UNIFORM MOTION – 5
(Self Released, 2016)
Nell’ideale striscia a fumetti degli Uniform Motion, il quinto capitolo della loro avventura autoprodotto presenta una trama svelta e avvincente, il cui intreccio non rinuncia tuttavia a tratti di matita più lievi e dai contorni sfumati. La metafora è pressoché scontata trattando della band creata in Francia dal songwriter inglese Andy Richards, del cui profilo ha sempre fatto parte integrante l’aspetto visuale curato da Renaud Forestie; così avviene anche in “5”, che fin dai colori pastello della copertina suggerisce un parziale ritorno a una dimensione più morbida rispetto alla chiassosa policromia del precedente “The Magic Empire” (2013).
Certo, i tempi del delizioso “One Frame Per Second” (2011) restano lontani, poiché rispetto alla delicatezza folk-pop di quel lavoro la band ha ormai definitivamente irrobustito le proprie canzoni di chitarre elettriche e ritmiche decise, che tuttavia nei dieci nuovi brani convivono da un lato con un ariosa fluidità armonica e dall’altro con acquerelli di ritrovata limpidezza bucolica.
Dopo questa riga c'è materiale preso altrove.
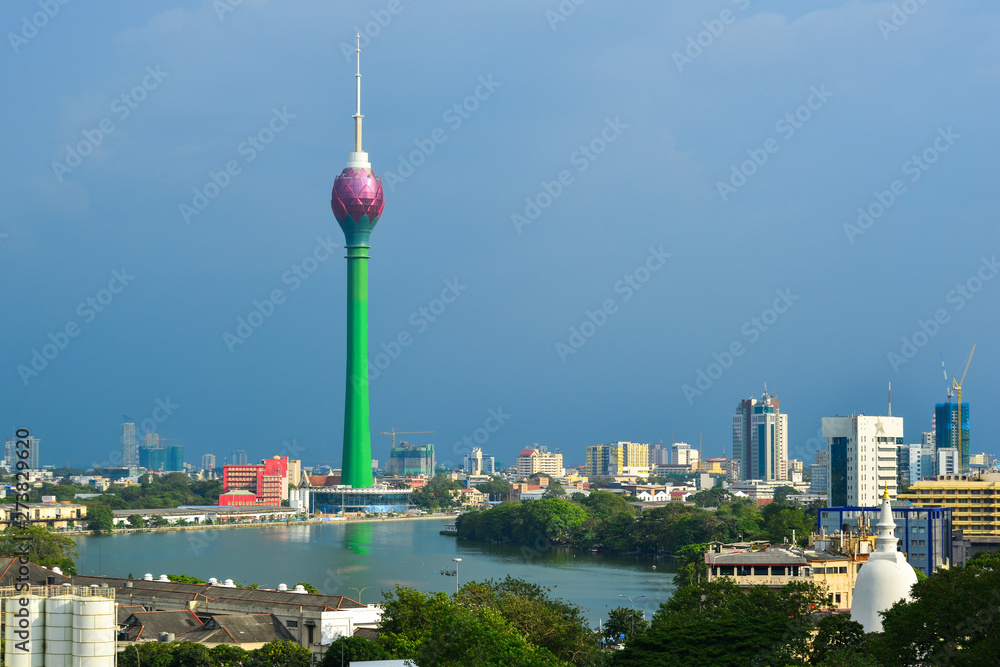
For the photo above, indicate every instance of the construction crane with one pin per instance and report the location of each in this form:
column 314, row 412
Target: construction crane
column 957, row 386
column 393, row 432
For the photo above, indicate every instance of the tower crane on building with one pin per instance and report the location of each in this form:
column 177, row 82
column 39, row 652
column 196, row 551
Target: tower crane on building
column 393, row 432
column 957, row 386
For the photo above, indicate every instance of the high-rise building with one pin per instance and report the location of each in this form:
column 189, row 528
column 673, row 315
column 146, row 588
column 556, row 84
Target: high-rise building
column 174, row 458
column 410, row 460
column 11, row 456
column 817, row 474
column 153, row 458
column 357, row 204
column 949, row 434
column 681, row 454
column 295, row 472
column 948, row 461
column 862, row 458
column 760, row 439
column 915, row 462
column 617, row 459
column 265, row 483
column 539, row 459
column 659, row 455
column 130, row 446
column 476, row 463
column 974, row 499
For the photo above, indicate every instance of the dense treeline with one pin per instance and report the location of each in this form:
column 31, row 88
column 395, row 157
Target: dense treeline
column 189, row 654
column 953, row 619
column 509, row 623
column 609, row 521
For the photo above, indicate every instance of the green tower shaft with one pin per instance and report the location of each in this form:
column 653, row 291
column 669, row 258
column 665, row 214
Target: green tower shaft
column 356, row 469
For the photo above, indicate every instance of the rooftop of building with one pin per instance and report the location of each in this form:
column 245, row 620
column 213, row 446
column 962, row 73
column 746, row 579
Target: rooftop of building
column 128, row 589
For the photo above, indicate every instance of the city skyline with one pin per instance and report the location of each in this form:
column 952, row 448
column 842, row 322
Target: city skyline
column 167, row 229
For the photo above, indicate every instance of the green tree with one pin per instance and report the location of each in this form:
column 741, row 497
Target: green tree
column 713, row 497
column 554, row 490
column 547, row 622
column 281, row 653
column 497, row 488
column 719, row 625
column 836, row 635
column 44, row 547
column 100, row 519
column 436, row 631
column 953, row 618
column 223, row 655
column 782, row 492
column 346, row 649
column 624, row 622
column 691, row 568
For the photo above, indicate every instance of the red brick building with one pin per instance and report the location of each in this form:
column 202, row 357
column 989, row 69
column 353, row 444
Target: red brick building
column 267, row 481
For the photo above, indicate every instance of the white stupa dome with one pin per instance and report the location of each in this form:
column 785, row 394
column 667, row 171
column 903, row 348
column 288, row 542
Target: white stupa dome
column 885, row 578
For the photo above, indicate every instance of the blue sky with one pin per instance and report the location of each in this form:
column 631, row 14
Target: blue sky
column 614, row 200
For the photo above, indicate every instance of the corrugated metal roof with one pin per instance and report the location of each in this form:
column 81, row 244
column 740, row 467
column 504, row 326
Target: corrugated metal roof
column 178, row 591
column 241, row 629
column 149, row 624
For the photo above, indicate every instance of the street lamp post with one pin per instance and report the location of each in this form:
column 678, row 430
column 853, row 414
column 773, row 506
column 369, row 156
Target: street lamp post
column 632, row 600
column 352, row 588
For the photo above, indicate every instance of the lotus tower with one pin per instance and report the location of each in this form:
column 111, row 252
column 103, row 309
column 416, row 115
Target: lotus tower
column 357, row 204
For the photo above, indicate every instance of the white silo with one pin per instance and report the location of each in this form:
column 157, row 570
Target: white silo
column 59, row 631
column 93, row 632
column 25, row 617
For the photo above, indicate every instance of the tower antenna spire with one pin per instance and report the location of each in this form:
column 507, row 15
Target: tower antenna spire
column 357, row 115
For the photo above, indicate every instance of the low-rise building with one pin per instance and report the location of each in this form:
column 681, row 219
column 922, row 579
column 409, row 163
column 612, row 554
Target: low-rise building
column 925, row 534
column 314, row 621
column 781, row 564
column 51, row 515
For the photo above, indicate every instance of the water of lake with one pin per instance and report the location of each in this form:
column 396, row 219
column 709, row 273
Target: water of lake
column 339, row 556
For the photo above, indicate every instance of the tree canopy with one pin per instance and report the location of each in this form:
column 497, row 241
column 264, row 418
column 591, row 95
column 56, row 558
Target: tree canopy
column 44, row 547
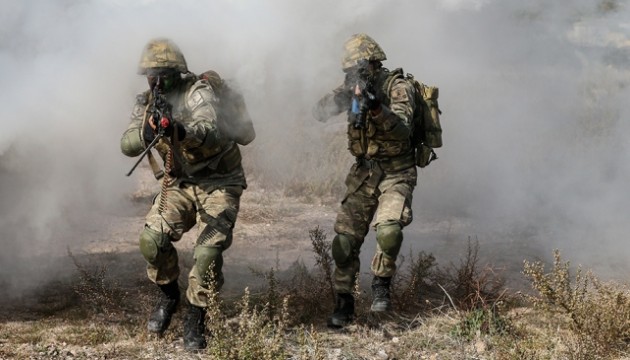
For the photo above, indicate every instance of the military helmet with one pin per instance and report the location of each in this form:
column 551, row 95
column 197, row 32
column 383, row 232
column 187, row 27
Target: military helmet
column 361, row 47
column 162, row 53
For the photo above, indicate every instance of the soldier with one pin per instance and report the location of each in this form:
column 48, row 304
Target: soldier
column 381, row 182
column 202, row 183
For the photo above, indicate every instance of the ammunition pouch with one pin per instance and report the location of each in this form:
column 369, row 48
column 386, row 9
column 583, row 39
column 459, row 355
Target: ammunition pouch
column 393, row 164
column 424, row 155
column 227, row 162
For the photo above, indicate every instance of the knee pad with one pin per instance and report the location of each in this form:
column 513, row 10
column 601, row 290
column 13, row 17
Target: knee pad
column 343, row 247
column 152, row 243
column 208, row 259
column 389, row 238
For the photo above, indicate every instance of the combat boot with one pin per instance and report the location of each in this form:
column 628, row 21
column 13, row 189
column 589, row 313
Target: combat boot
column 380, row 294
column 161, row 316
column 344, row 311
column 194, row 328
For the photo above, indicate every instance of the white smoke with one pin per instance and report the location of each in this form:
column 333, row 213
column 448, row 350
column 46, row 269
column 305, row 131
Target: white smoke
column 532, row 94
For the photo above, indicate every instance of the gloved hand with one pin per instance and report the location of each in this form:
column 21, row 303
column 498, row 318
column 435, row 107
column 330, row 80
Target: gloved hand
column 168, row 126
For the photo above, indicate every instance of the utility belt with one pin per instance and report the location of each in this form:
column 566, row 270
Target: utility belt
column 390, row 164
column 225, row 162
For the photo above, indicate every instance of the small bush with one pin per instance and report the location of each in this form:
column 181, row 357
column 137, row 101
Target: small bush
column 599, row 312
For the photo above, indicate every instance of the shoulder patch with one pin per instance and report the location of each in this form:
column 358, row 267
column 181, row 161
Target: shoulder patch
column 400, row 91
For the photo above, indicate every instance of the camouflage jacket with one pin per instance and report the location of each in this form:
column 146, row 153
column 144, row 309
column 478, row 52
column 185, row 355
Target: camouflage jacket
column 204, row 154
column 386, row 135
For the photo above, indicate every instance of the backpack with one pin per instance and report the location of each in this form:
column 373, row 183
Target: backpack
column 232, row 114
column 427, row 131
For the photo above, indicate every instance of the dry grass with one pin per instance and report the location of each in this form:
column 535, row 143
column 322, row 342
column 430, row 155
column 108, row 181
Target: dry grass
column 459, row 312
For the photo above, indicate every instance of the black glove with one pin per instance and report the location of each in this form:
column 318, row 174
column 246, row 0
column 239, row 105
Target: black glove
column 170, row 126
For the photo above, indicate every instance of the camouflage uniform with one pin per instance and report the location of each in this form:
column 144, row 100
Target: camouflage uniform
column 381, row 182
column 202, row 185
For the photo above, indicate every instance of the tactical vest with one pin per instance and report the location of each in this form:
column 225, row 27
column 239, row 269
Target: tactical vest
column 216, row 156
column 373, row 141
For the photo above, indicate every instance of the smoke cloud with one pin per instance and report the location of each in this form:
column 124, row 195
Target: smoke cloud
column 532, row 95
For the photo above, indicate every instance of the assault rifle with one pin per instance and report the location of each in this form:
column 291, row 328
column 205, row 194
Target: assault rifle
column 160, row 111
column 359, row 103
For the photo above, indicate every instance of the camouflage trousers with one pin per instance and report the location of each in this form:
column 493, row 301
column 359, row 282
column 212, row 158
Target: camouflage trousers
column 371, row 191
column 214, row 209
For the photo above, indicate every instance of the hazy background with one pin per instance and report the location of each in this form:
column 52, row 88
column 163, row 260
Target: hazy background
column 534, row 100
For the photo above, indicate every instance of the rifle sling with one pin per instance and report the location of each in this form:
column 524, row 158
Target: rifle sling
column 157, row 171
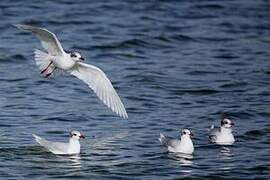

Eppure, l’incipit del lavoro, con l’incalzante – e riuscitissima – popsong “False Start” sembrerebbe non deviare di molto dai binari espressivi del predecessore, affinandone soltanto la scrittura; sensazioni analoghe si ricavano dalla lunga cavalcata elettrica di “I Don’t Know You” e dal frizzante passo pop di “I Don’t Know A Thing” e di “The White Shirt”. Invece “5” si rivela via via un album estremamente vario, che vede la band anglo-francese tornare a dispensare riflessive ballate a prevalenza acustica (“The Dawn Has Hit The Summit”) e rivestire i propri brani di un’aura stralunata, di una sottile psichedelia innervata da sentori di un country-blues al rallentatore (“3-4 Eyes”) e persino sublimata negli avvolgenti riverberi della conclusiva “Mutual Seasons”.
È dunque soprattutto la ritrovata freschezza della scrittura pop di Richards a costituire il comune denominatore di “5”, la cui varietà restituisce in buono stato di forma una band che continua a rappresentare una peculiare esperienza di indipendenza creativa, non limitata al solo aspetto musicale.